Before his injury, he says, he racked up credit card debt for normal living expenses and occasionally helped his children with emergency expenses like tuition bills or car repairs. He hasn’t missed a payment yet She had a credit card balance owed, but knew she would have a hard time keeping up as she relearned how to walk after her surgery.
“I called my credit card holders and banks and everything else, but they wouldn’t talk to me,” Devaney says. “They just said, ‘Oh, no, we can’t help you.'” “I didn’t have any debt or debt and they couldn’t understand why I was calling.”
He was living on about $1,800 a month Social Securityand although he was residing in an affordable area of Arizona at the time, his debt payments threatened his ability to stay afloat. After her banks refused to help her, Devaney reached out to AARP, which put her in touch with American Financial Solutions, a member organization of the Seattle-based NFCC. The organization negotiated a debt management plan with Devaney’s creditors on his behalf.

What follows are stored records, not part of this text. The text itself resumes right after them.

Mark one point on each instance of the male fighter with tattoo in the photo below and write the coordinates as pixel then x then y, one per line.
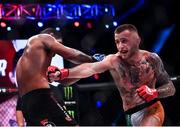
pixel 39 106
pixel 136 73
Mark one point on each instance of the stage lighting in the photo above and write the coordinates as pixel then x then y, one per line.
pixel 107 26
pixel 3 24
pixel 40 24
pixel 58 28
pixel 89 25
pixel 98 103
pixel 8 28
pixel 114 23
pixel 76 24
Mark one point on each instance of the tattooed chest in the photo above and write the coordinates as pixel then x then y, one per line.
pixel 141 72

He says high interest rates are the biggest factor preventing Devaney from getting out of debt on his own. He says the credit counseling organization negotiated a reduction in his minimum debt payments from about $1,200 a month to $900 a month, and he pays the organization about $35 a month in fees. As her balance shrank, so did her required minimum payment, but she continued paying $900 a month and even increased her payments when she was able to start working and had extra money to put toward her debt.

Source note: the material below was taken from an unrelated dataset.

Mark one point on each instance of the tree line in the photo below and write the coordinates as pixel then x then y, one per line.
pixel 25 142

“I found the right agency [help me] “They paid it forward and did a phenomenal job.”
Devaney completed paying off his $45,000 debt in 2024. He moved to New Orleans to be closer to his family and bought a house. He says he spent about $3,500 on a credit card to furnish the house, but that and his mortgage are now his only debts.

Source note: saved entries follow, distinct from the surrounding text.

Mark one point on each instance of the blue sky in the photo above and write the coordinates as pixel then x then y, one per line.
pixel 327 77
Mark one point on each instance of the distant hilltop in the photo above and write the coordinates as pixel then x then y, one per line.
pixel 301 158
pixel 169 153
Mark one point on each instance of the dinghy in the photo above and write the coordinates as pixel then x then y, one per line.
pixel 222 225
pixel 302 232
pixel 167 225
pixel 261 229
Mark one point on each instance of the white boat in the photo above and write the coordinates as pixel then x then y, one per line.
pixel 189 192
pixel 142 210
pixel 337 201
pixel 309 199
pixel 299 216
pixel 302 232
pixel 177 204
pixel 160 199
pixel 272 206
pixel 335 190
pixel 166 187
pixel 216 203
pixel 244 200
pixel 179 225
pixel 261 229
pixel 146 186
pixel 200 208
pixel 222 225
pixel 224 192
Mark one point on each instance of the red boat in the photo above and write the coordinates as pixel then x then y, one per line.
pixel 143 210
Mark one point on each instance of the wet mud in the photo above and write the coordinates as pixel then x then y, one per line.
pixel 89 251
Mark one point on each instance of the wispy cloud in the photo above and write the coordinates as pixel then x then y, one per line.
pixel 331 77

Who are debt management plans best for?
McClary says anyone can enroll their unsecured debt into a debt management plan through NFCC’s partners. Credit counseling agencies work with creditors to lower interest rates to help individuals pay off their debts. Registered people can see Interest rates applied to debts such as credit cards and personal loans He says it has dropped from about 25% to 10% or less.
“When you sign up for the program based on agreements with creditors, late fees and overdraft fees are stopped and you get interest relief, saving people thousands of dollars each year by enrolling these accounts in debt management programs,” he says.
michael reynoldsAn Indiana-based certified financial planner has recommended similar credit counseling services to clients in the past, saying “they tend to be a good option for people who are having a hard time navigating credit card debt, especially if they have multiple credit cards with high balances and high interest.”
“It’s partly psychological, partly optimization, but I’ve seen really good success rates with these programs that get people out of debt,” he adds.
Debt management plans typically come with a fee of $30 to $40 a month, depending on the size of the debt, McClary says, “but fees may be waived if you’re in extreme hardship or exceed the poverty line.”
McClary says NFCC says a growing number of consumers are relying on credit to cover living expenses, but that debt is becoming unmanageable for many.
“People are falling behind and sliding off the edge on credit card payments,” he says. “First of all, they want to get this back on track, but they’re also looking for answers on how to adjust their budgets based on their income, how to bounce back.” … “It’s affordability at a level they’re not seeing right now,” he says.
But the good thing is, when people get their debt under control, they can often get the rest of their household budgets in line, McClary says.